The most visible sign of that transformation is the $32 million, seventeen-story Belo Building, a new corporate palace for Decherd’s new empire. When it is finished in November, Decherd and his top executives will move from the Dallas Morning News building on the southwest edge of downtown to the fancy new office tower across the street. For the first time since the News began publication, Belo’s chief operating officer will not preside from the newspaper building. That is appropriate, for Robert Decherd, unlike his predecessors as president of the Belo Corporation, is not a journalist; he is a corporate executive. Belo is no longer a newspaper company but a media corporation. And that is perhaps the most radical change of all.

The Great Tradition

Around the top of the long rectangular building that has housed the Dallas Morning News since 1949 is a row of polished metal outlines of the state of Texas, with large stars marking the location of Dallas. The maps are more than a decoration; they are a statement of the News‘ traditional position in Texas journalism, as not Just a Dallas newspaper but also a statewide newspaper of record. More than any other institution in the state, the News promoted and championed the idea that the regions of Texas formed a single entity with common concerns. Its cartoonists developed the figure of Old Man Texas, an elderly gentleman with a Western hat. Its editorials established the existence of a Texas position on issues ranging from industrialization (for) to two-party politics (against). It published The Texas Almanac (“as a public service to Texas, rather than for profit”) and formed a news organization that served as the vote counter in all statewide elections until 1984. The News was a second paper for readers throughout the state, with interests ranging from Broadway shows, which were regularly reviewed, to Texas politics. The best testimony to the status of the News in its earlier days can be found in the old Texas-government clippings filed at the state library; most of the time, the only report judged worthy of preserving is from the Dallas Morning News.

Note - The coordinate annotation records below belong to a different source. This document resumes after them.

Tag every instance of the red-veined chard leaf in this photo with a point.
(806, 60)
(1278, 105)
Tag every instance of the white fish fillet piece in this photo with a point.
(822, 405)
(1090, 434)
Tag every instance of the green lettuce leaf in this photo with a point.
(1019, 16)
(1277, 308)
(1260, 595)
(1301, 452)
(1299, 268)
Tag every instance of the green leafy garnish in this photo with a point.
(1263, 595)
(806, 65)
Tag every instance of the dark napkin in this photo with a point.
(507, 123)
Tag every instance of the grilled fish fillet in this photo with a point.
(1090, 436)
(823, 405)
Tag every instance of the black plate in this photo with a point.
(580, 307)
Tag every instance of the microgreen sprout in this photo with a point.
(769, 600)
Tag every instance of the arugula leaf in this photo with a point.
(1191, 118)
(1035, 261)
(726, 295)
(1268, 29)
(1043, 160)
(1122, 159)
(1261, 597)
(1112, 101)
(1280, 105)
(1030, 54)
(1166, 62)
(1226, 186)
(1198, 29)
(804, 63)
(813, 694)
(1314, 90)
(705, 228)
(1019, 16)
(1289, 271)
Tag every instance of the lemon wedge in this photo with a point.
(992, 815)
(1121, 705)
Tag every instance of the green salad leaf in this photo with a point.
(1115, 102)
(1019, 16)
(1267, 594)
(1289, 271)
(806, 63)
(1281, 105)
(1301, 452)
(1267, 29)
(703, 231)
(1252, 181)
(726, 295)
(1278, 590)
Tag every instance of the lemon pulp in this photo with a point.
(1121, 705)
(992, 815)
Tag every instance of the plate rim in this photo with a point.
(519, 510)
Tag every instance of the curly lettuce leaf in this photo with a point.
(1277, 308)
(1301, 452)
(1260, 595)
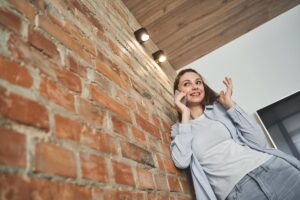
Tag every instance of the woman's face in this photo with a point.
(192, 84)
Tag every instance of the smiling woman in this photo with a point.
(224, 148)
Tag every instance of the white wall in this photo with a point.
(264, 63)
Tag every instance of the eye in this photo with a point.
(199, 82)
(186, 84)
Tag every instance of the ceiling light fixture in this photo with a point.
(141, 35)
(159, 56)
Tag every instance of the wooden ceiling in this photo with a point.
(189, 29)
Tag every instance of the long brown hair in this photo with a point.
(210, 95)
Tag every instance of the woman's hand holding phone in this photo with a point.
(181, 104)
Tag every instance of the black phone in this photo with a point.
(183, 100)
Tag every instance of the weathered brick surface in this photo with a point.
(136, 153)
(54, 92)
(41, 43)
(23, 110)
(122, 173)
(10, 20)
(145, 179)
(51, 158)
(84, 111)
(14, 73)
(93, 167)
(100, 141)
(12, 148)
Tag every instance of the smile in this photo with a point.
(195, 94)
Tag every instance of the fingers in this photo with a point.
(228, 82)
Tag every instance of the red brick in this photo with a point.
(169, 166)
(122, 173)
(102, 66)
(124, 99)
(12, 148)
(109, 103)
(136, 153)
(161, 182)
(30, 56)
(42, 43)
(174, 184)
(82, 39)
(104, 85)
(100, 141)
(93, 167)
(119, 126)
(154, 145)
(51, 158)
(14, 73)
(138, 135)
(57, 94)
(10, 20)
(91, 112)
(25, 9)
(27, 188)
(23, 110)
(69, 79)
(67, 129)
(76, 67)
(51, 25)
(147, 126)
(160, 163)
(113, 194)
(166, 150)
(145, 179)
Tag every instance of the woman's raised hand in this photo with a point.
(179, 96)
(185, 111)
(225, 97)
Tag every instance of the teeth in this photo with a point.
(195, 94)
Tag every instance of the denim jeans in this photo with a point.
(276, 179)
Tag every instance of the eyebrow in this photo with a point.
(189, 80)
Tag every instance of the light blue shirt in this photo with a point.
(243, 130)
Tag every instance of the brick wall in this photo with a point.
(84, 110)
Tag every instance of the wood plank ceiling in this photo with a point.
(189, 29)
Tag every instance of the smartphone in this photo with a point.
(183, 100)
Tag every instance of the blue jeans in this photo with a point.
(276, 179)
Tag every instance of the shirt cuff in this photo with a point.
(185, 128)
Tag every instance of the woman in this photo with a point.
(225, 149)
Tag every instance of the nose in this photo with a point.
(194, 87)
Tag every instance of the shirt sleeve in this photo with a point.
(247, 126)
(181, 145)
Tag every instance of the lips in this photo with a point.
(195, 94)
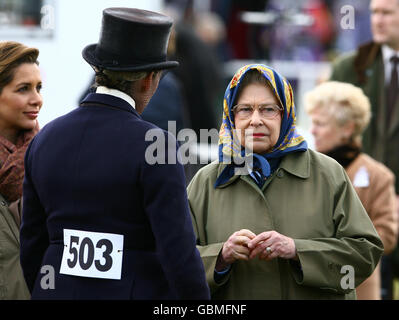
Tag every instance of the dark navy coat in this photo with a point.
(87, 171)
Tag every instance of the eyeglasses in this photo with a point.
(267, 111)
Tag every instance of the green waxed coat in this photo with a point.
(12, 282)
(310, 199)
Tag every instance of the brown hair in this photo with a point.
(13, 54)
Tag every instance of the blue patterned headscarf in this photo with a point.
(289, 140)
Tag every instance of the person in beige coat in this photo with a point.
(274, 219)
(340, 112)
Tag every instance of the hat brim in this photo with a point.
(88, 54)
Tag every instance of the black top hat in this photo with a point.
(131, 40)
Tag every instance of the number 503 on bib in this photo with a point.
(92, 254)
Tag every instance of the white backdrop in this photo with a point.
(64, 72)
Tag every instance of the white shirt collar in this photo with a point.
(116, 93)
(387, 53)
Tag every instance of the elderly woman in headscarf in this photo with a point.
(340, 112)
(274, 219)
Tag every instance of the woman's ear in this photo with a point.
(348, 129)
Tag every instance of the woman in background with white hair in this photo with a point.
(340, 113)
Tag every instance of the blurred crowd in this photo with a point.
(354, 117)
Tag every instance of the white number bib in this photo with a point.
(92, 254)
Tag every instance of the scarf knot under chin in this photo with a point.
(289, 140)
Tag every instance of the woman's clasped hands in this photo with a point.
(245, 245)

The man who was responsible for lifting the News to its exalted status was George Bannerman Dealey, whose stern-eyed portrait today gazes out from the News‘ fourth-floor lobby. Dealey was the prototype of the newspaper publisher as leading citizen. Men like Amon Carter of the Fort Worth Star-Telegram, Jesse Jones of the Houston Chronicle, and W. L. Moody, Jr., of the Galveston Daily News were to follow, but of all of them, only G. B. Dealey was able to resist using his newspaper for the advancement of his outside wealth and political power. When Dealey died, on February 26, 1946, at age 86, the flags were lowered at the state capitol.

Dealey had worked 72 years at the A. H. Belo Corporation. Hired when Ulysses S. Grant was president, he died after Truman had dropped the atom bomb. And though he is remembered as the founder of the Dallas Morning News, Dealey spent all but the last two decades of his life as a hired hand. He began at the Galveston News, then the state’s leading paper, in 1874, four years after his family had immigrated to Texas from England. He was fifteen and started as an office boy.